I was more interested in read times, because in a typical case, data is usually read more often than written. For each collection,
I prepared a script containing a list of find
commands for 1 million documents in random order. Of course, the order of
queries in both scripts is the same:
#!/bin/bash
RANDOM=42
for i in {1..1000000}
do
x=$(( $RANDOM % 10000000))
echo "db.composite.find({_id: {name: 'name_$x', surname: 'surname_$x'}})"
done >> find1.js
#!/bin/bash
RANDOM=42
for i in {1..1000000}
do
x=$(( $RANDOM % 10000000))
echo "db.artificial.find({name: 'name_$x', surname: 'surname_$x'})"
done >> find2.js
Finally, I measured the execution time of both scripts using the commands:
time mongo test find1.js
time mongo test find2.js
The results surprised me. The script running on the first collection took 11.19s and the second took 10.15s. Although the differences are small, I was sure that using a composite key would be much faster than searching through regular fields and would make up for all the inconvenience of less flexible keys. Meanwhile, it turns out that a collection built with an artificial key and a separate index on two fields wins in terms of search speed.

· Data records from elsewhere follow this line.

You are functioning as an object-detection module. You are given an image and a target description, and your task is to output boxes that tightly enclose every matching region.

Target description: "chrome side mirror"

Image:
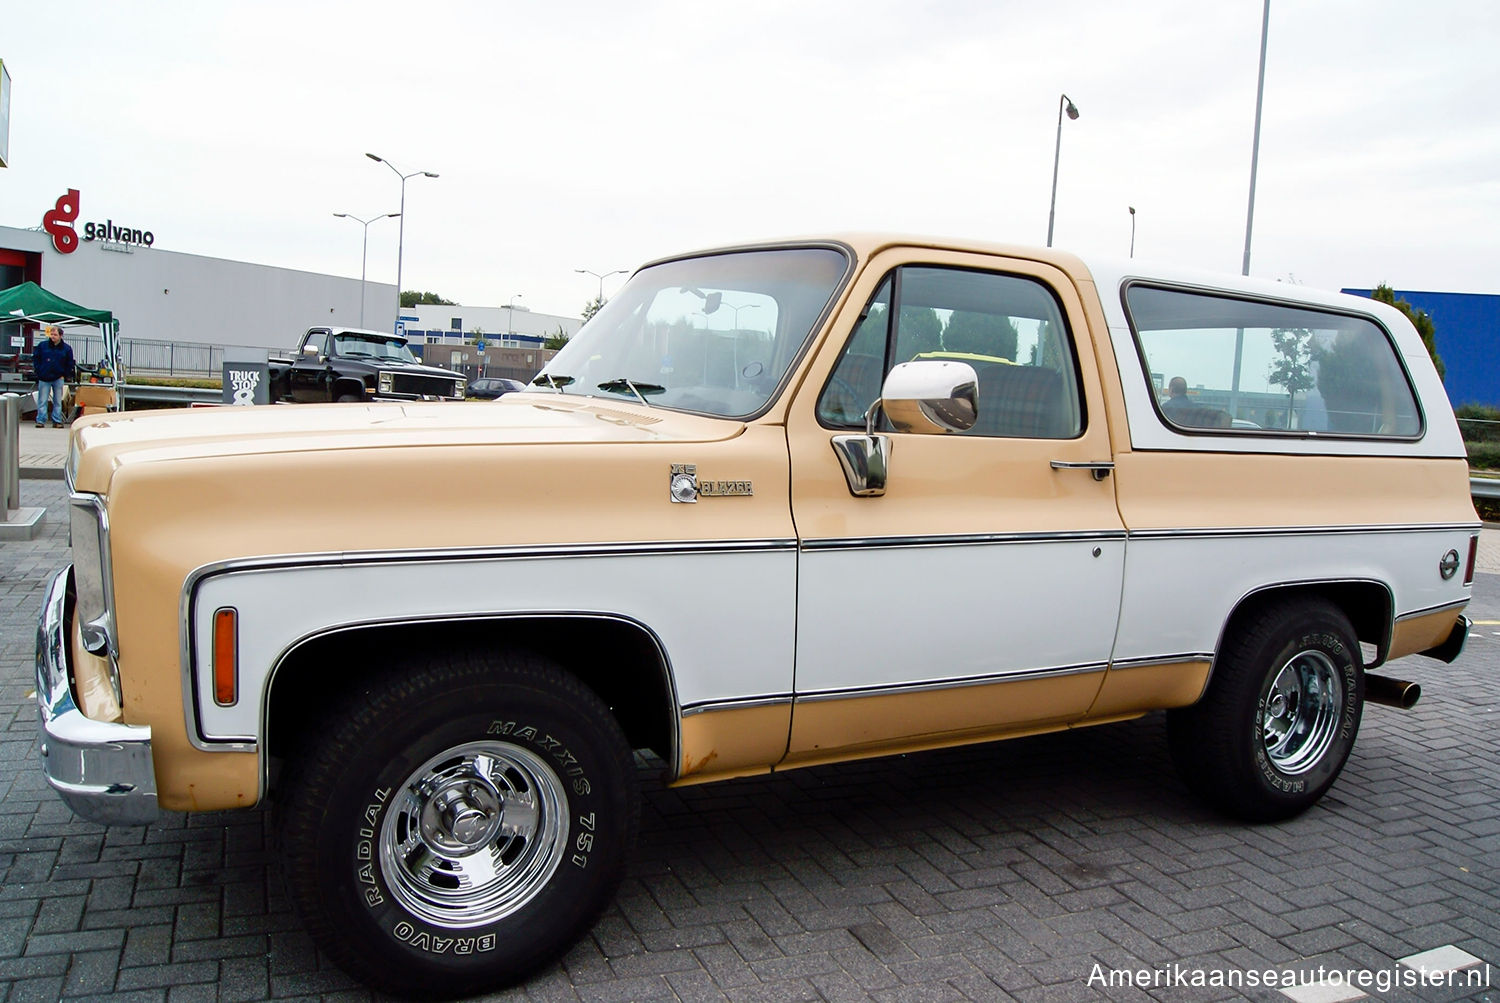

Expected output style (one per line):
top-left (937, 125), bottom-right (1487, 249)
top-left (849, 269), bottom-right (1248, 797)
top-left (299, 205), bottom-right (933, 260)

top-left (831, 411), bottom-right (892, 497)
top-left (881, 360), bottom-right (978, 434)
top-left (830, 360), bottom-right (979, 497)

I had one more idea. Maybe searching a document by a key that doesn’t exist would be faster? To test this, I generated another two scripts, this time searching for non-existent documents:
#!/bin/bash
RANDOM=42
for i in {1..1000000}
do
x=$(( $RANDOM % 10000000))
echo "db.composite.find({_id: {name: 'missing_name_$x', surname: 'missing_surname_$x'}})"
done >> find-missing1.js
#!/bin/bash
RANDOM=42
for i in {1..1000000}
do
x=$(( $RANDOM % 10000000))
echo "db.artificial.find({name: 'missing_name_$x', surname: 'missing_surname_$x'})"
done >> find-missing2.js
Unfortunately, the composite key collection also lost in this case: 12.44s vs. 10.26s.

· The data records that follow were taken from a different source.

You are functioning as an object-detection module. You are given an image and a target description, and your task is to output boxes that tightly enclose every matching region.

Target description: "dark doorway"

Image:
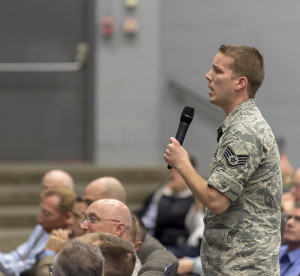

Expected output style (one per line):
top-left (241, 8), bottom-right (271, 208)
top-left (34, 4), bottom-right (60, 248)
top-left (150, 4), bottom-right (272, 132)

top-left (0, 0), bottom-right (95, 162)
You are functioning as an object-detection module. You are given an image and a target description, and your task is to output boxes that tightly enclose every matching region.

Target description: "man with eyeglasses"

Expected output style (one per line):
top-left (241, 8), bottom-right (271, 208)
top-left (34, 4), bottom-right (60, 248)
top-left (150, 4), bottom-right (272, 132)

top-left (279, 201), bottom-right (300, 275)
top-left (0, 186), bottom-right (76, 276)
top-left (81, 199), bottom-right (179, 276)
top-left (80, 198), bottom-right (133, 243)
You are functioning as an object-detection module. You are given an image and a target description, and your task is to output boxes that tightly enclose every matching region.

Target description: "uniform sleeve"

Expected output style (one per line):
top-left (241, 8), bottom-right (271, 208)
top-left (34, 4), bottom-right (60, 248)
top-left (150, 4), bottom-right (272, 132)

top-left (32, 255), bottom-right (55, 276)
top-left (208, 127), bottom-right (263, 202)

Finally, I decided to run one more test. Since when using composite key we have to pass the entire key to the query and cannot search by its fragment, I decided to create a third collection, this time its key being the concatenation of first and last name:
var bulk = db.concatenation.initializeUnorderedBulkOp();
for (let i = 0; i < 10000000; i++) {
bulk.insert({_id: 'name_' + NumberInt(i) + '-' + 'surname_' + NumberInt(i)})
}
bulk.execute();
I then prepared another script containing 1 million search operations (in the same order as the previous attempts, of course):
#!/bin/bash
RANDOM=42
for i in {1..1000000}
do
x=$(( $RANDOM % 10000000))
echo "db.concatenation.find({_id: 'name_$x-surname_$x'})"
done >> find3.js
This time I was finally able to get a result better than the one achieved with the artificial key approach: 9.71s. All results are summarized in the chart below:
Conclusion #
It appears that the IDHACK
operation is indeed the fastest possible way to access a document, but only for a simple
key. As soon as we add an additional field into the key, the benefits of the IDHACK
operation disappear and the
regular index works better.
In general, my experiments did not confirm the advantages of using a composite key. The artificial key model is more flexible in querying and returns results faster. However, if you want to search even faster, you may consider using a simple key created by concatenating selected fields.
I realize, of course, that I did not use the latest available version of the mongo server. For this reason, I am posting all the scripts I used in my attempts and encourage you to experiment on your own. Perhaps composite keys perform better in newer versions of the database?